All is not lost, however! There are plenty of great options to hide your tank and pipes in your yard. All you have to do is follow the Environmental Protection Agency (EPA) guidelines for what is safe to cover the tank and pipes with!
Use Natural Foliage to Hide Pipes and Tanks
How do you hide your septic pipes in the yard, you ask? Well, good news if you have a green thumb, there are plenty of grasses and shrubs that are safe to use around your septic system. You can either plant grass seeds or use groundcover plants to hide them.
Common groundcover plants include:
- Wildflower meadow mixes
- Ornamental grasses
Don’t Use Unnatural Materials or Long-Reaching Root Plants
Placing extra gravel, dirt, or plastic materials over the soil covering your septic system is advised against. Blocking your drains and aeration system is bad for the septic lines and can cause irreparable damage.
You also need to watch out for any trees or long-rooted plants, as they can get tangled around your septic lines and cause damage over time. It’s also worth mentioning that you should not plant a garden over your septic lines, as your food will be contaminated and inedible.
What to Avoid Putting Over A Septic System
Septic lines are usually about three feet underground. Then soil and gravel are placed on top to protect and hide it. However, you don’t want to go adding things on top of that. Not only should you avoid placing a driveway on top of your septic system, but you should also steer clear of other heavy objects like:
- Children’s Play Areas (swing sets, sandboxes, or trampolines, for example)

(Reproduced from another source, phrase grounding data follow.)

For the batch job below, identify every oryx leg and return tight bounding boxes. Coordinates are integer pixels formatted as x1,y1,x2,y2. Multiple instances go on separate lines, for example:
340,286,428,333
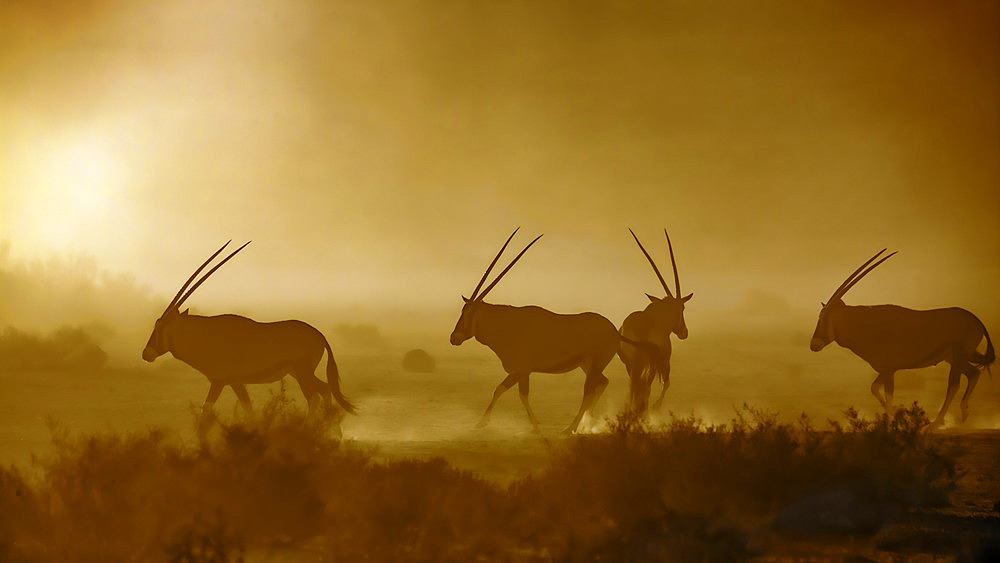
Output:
960,365,980,423
292,372,326,414
203,382,224,411
477,372,523,428
197,382,225,436
883,373,895,411
564,371,610,435
869,372,893,410
297,351,334,413
230,384,253,413
518,376,541,433
622,358,644,414
651,362,671,411
932,363,963,427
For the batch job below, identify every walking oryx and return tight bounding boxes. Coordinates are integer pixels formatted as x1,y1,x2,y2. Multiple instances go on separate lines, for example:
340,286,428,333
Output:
810,249,994,426
450,229,630,434
618,229,693,415
142,241,357,424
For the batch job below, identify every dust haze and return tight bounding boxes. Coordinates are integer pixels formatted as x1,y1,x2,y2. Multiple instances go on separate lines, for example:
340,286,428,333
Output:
2,2,1000,559
2,0,999,426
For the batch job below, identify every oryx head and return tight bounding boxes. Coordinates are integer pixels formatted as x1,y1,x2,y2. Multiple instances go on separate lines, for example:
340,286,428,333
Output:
451,228,542,346
630,228,693,339
142,240,250,362
810,248,896,352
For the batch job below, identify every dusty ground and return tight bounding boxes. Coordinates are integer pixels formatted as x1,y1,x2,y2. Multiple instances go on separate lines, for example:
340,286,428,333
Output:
1,335,998,559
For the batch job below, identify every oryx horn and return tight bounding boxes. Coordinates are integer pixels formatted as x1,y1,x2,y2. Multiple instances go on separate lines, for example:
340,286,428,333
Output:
829,248,897,303
175,241,252,308
167,240,233,310
470,228,519,301
629,228,673,298
476,233,543,301
665,229,681,297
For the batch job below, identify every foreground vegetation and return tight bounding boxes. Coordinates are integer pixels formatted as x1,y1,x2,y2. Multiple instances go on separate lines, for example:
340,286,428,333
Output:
0,394,970,561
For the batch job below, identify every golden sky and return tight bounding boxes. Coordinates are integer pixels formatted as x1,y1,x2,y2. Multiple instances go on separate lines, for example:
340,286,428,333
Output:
2,0,998,325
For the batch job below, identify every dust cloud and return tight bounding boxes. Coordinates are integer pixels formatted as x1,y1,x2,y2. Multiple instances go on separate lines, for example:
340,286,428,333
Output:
1,1,997,324
1,0,999,437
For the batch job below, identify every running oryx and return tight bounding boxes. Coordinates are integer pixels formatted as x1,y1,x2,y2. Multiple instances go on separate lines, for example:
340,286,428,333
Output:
450,229,635,434
618,229,693,415
810,249,994,426
142,241,356,425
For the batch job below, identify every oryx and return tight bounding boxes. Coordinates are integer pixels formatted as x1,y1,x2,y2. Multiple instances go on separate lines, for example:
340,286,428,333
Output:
618,229,692,414
450,229,626,434
810,249,994,426
142,241,356,422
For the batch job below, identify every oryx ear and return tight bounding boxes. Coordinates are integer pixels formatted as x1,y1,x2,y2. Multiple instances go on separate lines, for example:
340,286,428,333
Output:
181,308,190,315
646,293,660,303
681,293,693,303
462,296,470,303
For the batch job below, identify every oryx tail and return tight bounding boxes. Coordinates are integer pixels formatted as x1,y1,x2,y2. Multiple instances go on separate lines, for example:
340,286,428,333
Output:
619,334,668,381
971,316,995,371
323,338,357,414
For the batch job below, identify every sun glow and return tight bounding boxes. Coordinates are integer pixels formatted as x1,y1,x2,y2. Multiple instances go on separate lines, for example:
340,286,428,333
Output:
4,132,127,255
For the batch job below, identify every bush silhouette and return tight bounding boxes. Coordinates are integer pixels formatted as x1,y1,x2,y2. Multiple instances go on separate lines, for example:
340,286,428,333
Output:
0,325,107,371
0,396,961,561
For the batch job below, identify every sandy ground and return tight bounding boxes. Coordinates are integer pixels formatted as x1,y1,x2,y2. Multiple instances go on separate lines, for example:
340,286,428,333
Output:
1,335,998,558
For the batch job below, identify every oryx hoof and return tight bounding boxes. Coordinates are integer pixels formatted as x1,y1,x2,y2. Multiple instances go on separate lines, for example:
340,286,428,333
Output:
475,419,489,429
560,426,577,436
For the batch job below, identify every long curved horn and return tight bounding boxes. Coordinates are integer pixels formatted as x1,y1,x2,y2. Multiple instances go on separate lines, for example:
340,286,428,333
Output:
166,240,232,310
827,248,890,303
837,250,897,300
470,228,519,301
476,234,543,301
665,229,680,297
176,241,252,308
629,229,672,298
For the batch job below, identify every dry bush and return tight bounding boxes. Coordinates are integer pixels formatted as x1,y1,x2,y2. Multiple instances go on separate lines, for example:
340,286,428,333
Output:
0,397,960,561
0,325,108,371
0,243,158,335
401,348,436,373
507,403,958,560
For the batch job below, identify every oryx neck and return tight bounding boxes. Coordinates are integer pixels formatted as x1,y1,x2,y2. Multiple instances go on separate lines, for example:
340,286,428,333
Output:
470,301,506,346
162,312,201,357
829,304,855,348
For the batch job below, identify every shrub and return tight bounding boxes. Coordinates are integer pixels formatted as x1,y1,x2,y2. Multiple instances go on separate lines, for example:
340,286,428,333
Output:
0,325,107,371
401,349,436,373
0,398,960,561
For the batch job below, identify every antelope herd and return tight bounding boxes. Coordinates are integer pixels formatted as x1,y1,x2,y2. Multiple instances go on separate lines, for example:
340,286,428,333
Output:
142,232,995,433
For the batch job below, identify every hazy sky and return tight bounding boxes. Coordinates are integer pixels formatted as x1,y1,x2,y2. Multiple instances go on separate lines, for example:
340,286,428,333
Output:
2,0,998,326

- Underground Sprinkler Systems
- Storage Sheds
- Parking Areas
- Above Ground Pools
There are probably plenty of other areas on your property where you can add these amenities to your home, but you must avoid placing them over your septic lines, lest you end up with a big, expensive mess in your yard.
Watch the Weight
After this much explanation, you are probably wondering, how much weight can septic lines and leach fields hold? The answer is typically around 10,000 pounds, but you don’t want to test it too hard.
Leach fields and septic lines can handle the weight of a riding mower but not much more. Therefore, you should always avoid driving heavier vehicles, like cars or heavy machinery, on your septic system.
This also means that your septic lines and leach field are no place for you to build a driveway or parking spot. Leaving a car to sit over those lines for any period of time can end in disaster.
You might also enjoy our post on Do I Need a Permit to Repave My Driveway?
Having an open flat space in your yard may seem like the perfect place for a new driveway, but if that open area is hiding a septic system, avoid turning it into a driveway. Unfortunately, that land isn’t stable enough to house a driveway, and your septic system will suffer if you try and place a driveway there.
Instead, consider planting some shrubbery or grass over the exposed area. It doesn’t have to look like an open gravel pit. Plus, adding some grass means others are less likely to think they can park there!
Finding the perfect spot to put a driveway can be difficult, but don’t take the easy way out by trying to put it somewhere unsafe. Instead, contact a professional if necessary and do what’s necessary to keep your vehicles and septic lines safe and apart.